Q: What do you think the Kresge Foundation’s impact is on the businesses in Southeast Michigan?
A: We hope that through our grantmaking and social investing we begin to raise awareness and possibilities for businesses to get engaged in projects that allow communities better access to improved solar, mobility, and more. One example of this is our partnership with the city of Detroit and DTE on the O’Shea Urban Solar Farm.
We don’t want Detroiters to be left behind in the movement toward climate resilience. Businesses in Southeast Michigan are poised to be leaders in the movement to address climate change. So, we are actively seeking opportunities to help businesses ensure that Detroiters have greater access to sustainability technologies and opportunities and make sure community-based groups are able to engage with businesses in these efforts.
Q: What are your efforts in sustainability as it pertains to jobs and workforce development in Southeast Michigan?
A: I’m glad you brought it up because our efforts are quite significant. A big focus is to make sure Detroiters have access to new and existing jobs in environmental sustainability and climate resilience.
We are looking to expand those opportunities now.
We supported workforce development efforts through a partnership with the Greening of Detroit. We also recently announced $1.7 million in grant funding for six projects that will benefit communities and wildlife habitats in southeast Michigan. Another example relates to the resilience hubs I mentioned. That project includes a business accelerator to engage Black and Brown contractors in the solar, battery storage, and electric vehicle infrastructure work.

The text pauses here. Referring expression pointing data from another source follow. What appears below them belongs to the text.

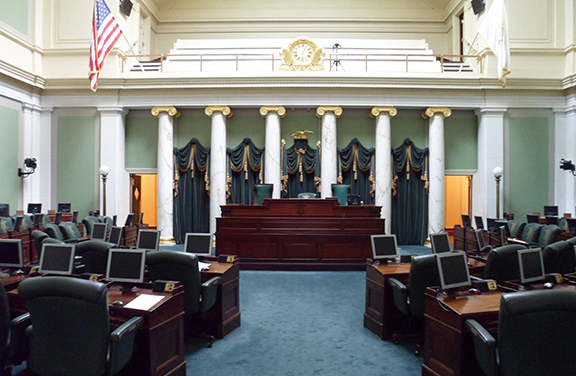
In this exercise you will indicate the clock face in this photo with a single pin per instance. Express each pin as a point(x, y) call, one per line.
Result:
point(302, 53)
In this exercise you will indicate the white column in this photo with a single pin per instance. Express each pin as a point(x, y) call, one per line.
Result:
point(273, 150)
point(564, 148)
point(436, 208)
point(383, 162)
point(112, 152)
point(490, 155)
point(329, 162)
point(165, 171)
point(217, 160)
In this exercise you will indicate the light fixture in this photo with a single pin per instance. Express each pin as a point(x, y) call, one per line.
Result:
point(497, 172)
point(104, 170)
point(29, 167)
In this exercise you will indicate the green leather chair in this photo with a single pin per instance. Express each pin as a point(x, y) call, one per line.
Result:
point(536, 332)
point(559, 257)
point(340, 191)
point(410, 300)
point(70, 335)
point(502, 263)
point(262, 191)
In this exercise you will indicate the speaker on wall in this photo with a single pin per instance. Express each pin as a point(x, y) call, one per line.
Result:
point(126, 6)
point(478, 6)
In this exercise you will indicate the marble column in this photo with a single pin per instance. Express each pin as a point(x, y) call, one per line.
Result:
point(273, 149)
point(383, 162)
point(112, 153)
point(329, 162)
point(217, 160)
point(490, 155)
point(165, 172)
point(436, 117)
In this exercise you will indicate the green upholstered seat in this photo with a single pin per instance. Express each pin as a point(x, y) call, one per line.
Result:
point(535, 333)
point(263, 191)
point(340, 191)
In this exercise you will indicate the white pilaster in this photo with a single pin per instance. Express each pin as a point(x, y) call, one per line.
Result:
point(112, 152)
point(165, 171)
point(272, 157)
point(383, 162)
point(490, 155)
point(436, 208)
point(329, 162)
point(217, 160)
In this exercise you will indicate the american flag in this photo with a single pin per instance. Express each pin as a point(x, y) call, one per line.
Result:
point(105, 34)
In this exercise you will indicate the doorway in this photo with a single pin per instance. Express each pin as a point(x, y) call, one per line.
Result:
point(144, 197)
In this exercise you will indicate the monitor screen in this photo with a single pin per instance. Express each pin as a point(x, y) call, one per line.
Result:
point(384, 246)
point(440, 242)
point(453, 270)
point(34, 208)
point(199, 244)
point(11, 253)
point(64, 207)
point(99, 231)
point(126, 265)
point(148, 239)
point(531, 265)
point(57, 258)
point(115, 235)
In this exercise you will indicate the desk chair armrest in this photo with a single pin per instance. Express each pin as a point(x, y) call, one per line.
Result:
point(484, 348)
point(400, 294)
point(122, 344)
point(209, 290)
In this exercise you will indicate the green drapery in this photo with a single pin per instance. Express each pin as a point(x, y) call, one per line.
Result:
point(300, 169)
point(410, 193)
point(191, 188)
point(245, 167)
point(355, 168)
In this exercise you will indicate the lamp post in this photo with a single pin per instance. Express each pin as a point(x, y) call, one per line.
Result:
point(104, 170)
point(497, 172)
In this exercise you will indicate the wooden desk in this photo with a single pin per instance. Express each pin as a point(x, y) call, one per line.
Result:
point(381, 315)
point(298, 234)
point(448, 349)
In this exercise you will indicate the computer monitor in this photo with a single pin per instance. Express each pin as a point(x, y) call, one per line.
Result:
point(34, 208)
point(4, 210)
point(440, 242)
point(64, 207)
point(384, 247)
point(198, 243)
point(127, 266)
point(11, 253)
point(129, 219)
point(479, 222)
point(115, 236)
point(531, 265)
point(148, 239)
point(453, 270)
point(99, 231)
point(57, 258)
point(551, 211)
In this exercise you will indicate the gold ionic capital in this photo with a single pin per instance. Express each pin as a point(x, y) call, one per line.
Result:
point(280, 110)
point(170, 110)
point(431, 111)
point(337, 110)
point(391, 110)
point(225, 110)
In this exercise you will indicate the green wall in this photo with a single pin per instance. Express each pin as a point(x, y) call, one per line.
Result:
point(15, 14)
point(10, 182)
point(76, 162)
point(528, 174)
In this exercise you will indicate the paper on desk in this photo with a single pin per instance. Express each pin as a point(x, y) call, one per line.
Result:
point(144, 301)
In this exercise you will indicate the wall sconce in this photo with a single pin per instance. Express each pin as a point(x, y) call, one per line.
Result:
point(29, 167)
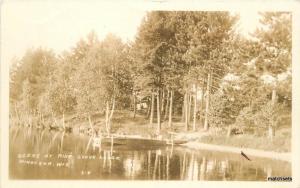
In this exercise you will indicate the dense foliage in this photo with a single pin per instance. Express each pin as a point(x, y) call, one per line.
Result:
point(193, 64)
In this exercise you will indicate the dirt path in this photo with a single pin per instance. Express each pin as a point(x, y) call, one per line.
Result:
point(247, 151)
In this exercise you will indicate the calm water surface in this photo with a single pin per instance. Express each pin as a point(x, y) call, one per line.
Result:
point(37, 154)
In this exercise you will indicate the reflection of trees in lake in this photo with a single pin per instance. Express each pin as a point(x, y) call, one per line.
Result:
point(132, 165)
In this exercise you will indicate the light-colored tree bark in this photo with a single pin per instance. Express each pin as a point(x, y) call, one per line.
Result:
point(134, 105)
point(158, 113)
point(167, 105)
point(186, 112)
point(152, 108)
point(195, 110)
point(171, 109)
point(207, 101)
point(271, 130)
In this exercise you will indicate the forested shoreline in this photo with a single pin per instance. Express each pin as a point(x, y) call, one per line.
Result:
point(185, 72)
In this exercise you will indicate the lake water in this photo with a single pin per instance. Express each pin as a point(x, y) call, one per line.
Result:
point(37, 154)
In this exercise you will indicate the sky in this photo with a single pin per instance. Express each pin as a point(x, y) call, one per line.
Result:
point(60, 25)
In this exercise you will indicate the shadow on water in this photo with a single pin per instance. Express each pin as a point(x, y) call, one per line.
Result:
point(44, 154)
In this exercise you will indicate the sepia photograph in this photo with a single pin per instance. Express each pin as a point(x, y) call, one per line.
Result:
point(102, 91)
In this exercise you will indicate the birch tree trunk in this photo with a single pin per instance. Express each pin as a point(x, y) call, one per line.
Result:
point(183, 108)
point(189, 108)
point(207, 101)
point(195, 110)
point(272, 124)
point(162, 102)
point(167, 105)
point(186, 112)
point(171, 108)
point(106, 117)
point(158, 113)
point(134, 105)
point(152, 108)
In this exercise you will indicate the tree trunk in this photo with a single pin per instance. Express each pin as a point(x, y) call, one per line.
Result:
point(162, 102)
point(195, 111)
point(167, 105)
point(91, 124)
point(134, 105)
point(152, 108)
point(63, 121)
point(201, 104)
point(186, 112)
point(158, 113)
point(183, 108)
point(189, 108)
point(170, 108)
point(229, 131)
point(207, 101)
point(111, 114)
point(106, 117)
point(271, 131)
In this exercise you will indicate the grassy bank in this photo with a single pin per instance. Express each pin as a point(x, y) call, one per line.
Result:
point(279, 144)
point(123, 123)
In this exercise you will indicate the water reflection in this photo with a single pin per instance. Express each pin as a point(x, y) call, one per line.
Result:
point(66, 156)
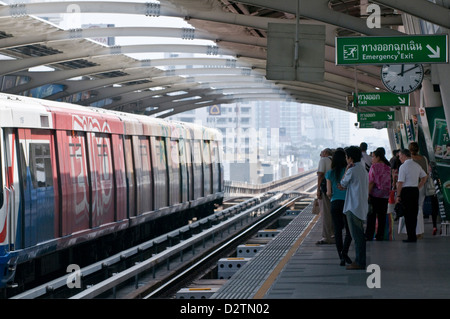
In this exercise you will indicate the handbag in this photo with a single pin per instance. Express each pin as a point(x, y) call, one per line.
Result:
point(429, 187)
point(399, 210)
point(316, 207)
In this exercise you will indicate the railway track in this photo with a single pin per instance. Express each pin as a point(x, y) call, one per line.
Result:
point(157, 267)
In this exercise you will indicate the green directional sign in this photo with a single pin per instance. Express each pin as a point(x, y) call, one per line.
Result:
point(377, 125)
point(381, 99)
point(392, 49)
point(376, 116)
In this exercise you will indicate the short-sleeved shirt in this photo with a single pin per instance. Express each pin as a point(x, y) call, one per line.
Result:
point(336, 192)
point(409, 173)
point(324, 165)
point(356, 180)
point(380, 175)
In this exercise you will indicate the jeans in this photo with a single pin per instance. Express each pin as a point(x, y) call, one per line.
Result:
point(379, 209)
point(356, 227)
point(410, 199)
point(340, 222)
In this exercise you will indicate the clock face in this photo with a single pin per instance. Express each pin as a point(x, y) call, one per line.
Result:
point(402, 78)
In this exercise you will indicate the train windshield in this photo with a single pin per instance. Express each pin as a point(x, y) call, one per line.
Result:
point(3, 171)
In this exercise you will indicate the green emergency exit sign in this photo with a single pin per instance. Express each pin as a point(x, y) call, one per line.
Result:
point(392, 49)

Q: What do you think is the role of businesses in Southeast Michigan when it comes to sustainability?
A: They have a significant role. As I said, Detroit is in a good position to be a leader in climate resilience. Businesses here are in the process of bringing new and advanced technology toward these efforts and they must ensure all Detroiters have access. It’s critical that businesses are engaged in these efforts.
I’d like to share an open invitation to businesses in Southeast Michigan as we are open to partnerships that will ensure Detroit is climate-ready and climate-smart.
Q: In terms of this, what are the biggest opportunities?
A: We have to look deeply into both the Infrastructure and Jobs Act as well as the Inflation Reduction Act. These are two significant federal funding opportunities to put Detroit on a greater path toward climate resilience. Businesses must be at the table as we think about maximizing our opportunities to access this federal funding that will improve the lives of the community.
Q: What does the future look like for the Kresge Foundation?
A: In 2024, we will celebrate our 100th Anniversary, so we will continue to be engaged in Detroit as well as expanding our work in other cities across the country. We have been fortunate to have a broad mission and that mission to expand opportunities for American cities will continue.